Over the last few years I’ve experienced loss in a way that’s felt different. The death of a good friend from my first job. The death of an acquaintance. The death our family dog.
One main difference between these deaths and those I experienced in the past is that these took place in my peer group. Not grandparents or distant memories. People in my circle who I knew and, I imagine, had the same big dreams, aspirations, life plans as I did. And my dog, well. Being there as we put him to sleep, feeling the weight of his body — that was a new reckoning of sorts.
These experiences got me thinking about life, and expectations. The expectations of having a career, having a family, seeing my kids grow up. What they’ve helped me remember is that all of my expectations are just that — what I expect. Me. Not what is given, or written.
Through the wisdom of others, and my own experience – life, I’ve come to learn, has very few actual rules. The communities of which I’ve been a part have done an amazing job of creating structures. Weekdays, zip codes, parking laws, dress codes, titles at work. Structures on structures on structures. And yet in their very essence — they’re just that. A set of human-created ways to tackle this hugely blank thing called existence. A large paper castle floating precariously on an ocean that’s happy to swallow it up at any minute. Or not. Having lived in these structures my entire life, I guess I forgot who put them in place.
For me this knowing is both terrifying, and liberating.
Terrifying in that if life has no rules, it can slip away at any minute, without so much as an inkling. One moment it’s here, another it’s not. No meaning to either mode. No court of law, no presiding judge to sort out the facts and provide an explanation.

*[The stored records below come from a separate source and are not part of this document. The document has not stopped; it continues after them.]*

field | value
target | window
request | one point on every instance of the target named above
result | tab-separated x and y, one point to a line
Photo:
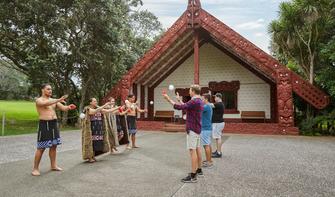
229	98
229	94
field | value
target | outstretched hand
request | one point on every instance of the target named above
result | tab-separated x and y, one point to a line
72	106
62	99
164	94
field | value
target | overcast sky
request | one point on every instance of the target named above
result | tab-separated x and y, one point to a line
250	18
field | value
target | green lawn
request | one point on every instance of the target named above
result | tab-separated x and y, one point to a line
21	117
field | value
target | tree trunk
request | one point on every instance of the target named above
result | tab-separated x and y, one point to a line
310	110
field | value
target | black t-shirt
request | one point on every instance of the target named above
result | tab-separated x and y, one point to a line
218	113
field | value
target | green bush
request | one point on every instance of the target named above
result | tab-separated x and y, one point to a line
320	125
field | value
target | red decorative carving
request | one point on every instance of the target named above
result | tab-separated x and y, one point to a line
142	104
285	98
233	86
193	12
309	93
151	106
196	58
240	47
186	91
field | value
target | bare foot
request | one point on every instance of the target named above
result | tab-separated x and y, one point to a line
35	172
56	169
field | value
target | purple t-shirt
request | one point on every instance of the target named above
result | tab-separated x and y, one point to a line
193	109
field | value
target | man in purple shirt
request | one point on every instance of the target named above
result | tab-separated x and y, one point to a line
193	109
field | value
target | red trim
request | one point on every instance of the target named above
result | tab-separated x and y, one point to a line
151	108
173	68
196	57
142	104
273	104
135	89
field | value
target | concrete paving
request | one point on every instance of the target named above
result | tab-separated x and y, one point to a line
251	166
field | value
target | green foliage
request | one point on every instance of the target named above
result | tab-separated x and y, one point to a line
81	47
14	85
21	117
319	125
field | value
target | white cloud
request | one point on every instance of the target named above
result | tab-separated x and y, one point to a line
259	34
251	24
248	18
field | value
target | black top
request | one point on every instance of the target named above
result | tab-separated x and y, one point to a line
218	113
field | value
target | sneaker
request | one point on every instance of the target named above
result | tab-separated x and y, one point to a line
189	179
217	155
207	164
214	153
200	173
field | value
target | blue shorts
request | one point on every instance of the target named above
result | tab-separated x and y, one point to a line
132	131
206	137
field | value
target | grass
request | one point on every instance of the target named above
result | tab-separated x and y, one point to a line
21	117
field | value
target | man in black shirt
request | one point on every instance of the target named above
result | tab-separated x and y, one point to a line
218	124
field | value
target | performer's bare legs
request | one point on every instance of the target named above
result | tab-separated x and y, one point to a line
46	107
133	140
38	157
199	156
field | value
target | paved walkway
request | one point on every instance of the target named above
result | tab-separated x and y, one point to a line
251	166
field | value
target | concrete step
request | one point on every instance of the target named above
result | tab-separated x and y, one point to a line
173	129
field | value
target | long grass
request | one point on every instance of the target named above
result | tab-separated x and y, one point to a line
21	117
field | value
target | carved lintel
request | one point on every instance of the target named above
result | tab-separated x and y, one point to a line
233	86
285	98
193	13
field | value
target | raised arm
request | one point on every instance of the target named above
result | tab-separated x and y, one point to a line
42	103
99	109
62	107
111	110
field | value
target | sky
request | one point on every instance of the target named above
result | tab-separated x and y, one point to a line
250	18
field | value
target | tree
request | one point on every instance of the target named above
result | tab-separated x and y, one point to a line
13	84
82	47
300	33
297	34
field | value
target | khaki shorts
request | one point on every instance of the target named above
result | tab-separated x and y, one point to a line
192	140
218	130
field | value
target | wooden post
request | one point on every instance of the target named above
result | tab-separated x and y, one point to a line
196	58
151	94
142	102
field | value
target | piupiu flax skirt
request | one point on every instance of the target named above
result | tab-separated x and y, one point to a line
48	134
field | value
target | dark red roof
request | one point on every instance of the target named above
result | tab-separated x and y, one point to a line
176	45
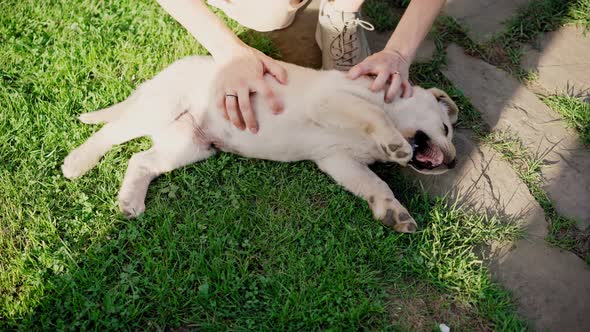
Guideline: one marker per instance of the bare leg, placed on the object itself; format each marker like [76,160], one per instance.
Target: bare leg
[174,147]
[361,181]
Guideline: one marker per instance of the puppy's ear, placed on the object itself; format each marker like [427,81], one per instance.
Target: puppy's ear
[446,103]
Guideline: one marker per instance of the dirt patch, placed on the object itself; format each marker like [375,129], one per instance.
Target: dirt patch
[426,308]
[577,240]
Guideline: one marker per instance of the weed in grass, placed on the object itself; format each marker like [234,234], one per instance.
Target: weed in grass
[382,14]
[535,18]
[563,232]
[575,112]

Liberating in that wow — what limit is there to what’s possible? I’ve sprouted on this rock floating through a space infinitely bigger than I can imagine. Of what consequence is anything I do? What use is there in worrying about what others think, what boundaries exist, to not carve whatever path through life that I like? The options.
Of course, no matter what path I do carve, at the end of the day I do live within a social system with well-defined rules. Some of which, if broken, can lead to a pretty uncomfortable day-to-day. But within that frame, and even outside it (what if we changed the rules?) there’s that endless sea of possibility. That blank canvas to be explored. And what better tribute to those who passed too soon, than to explore it with abandon.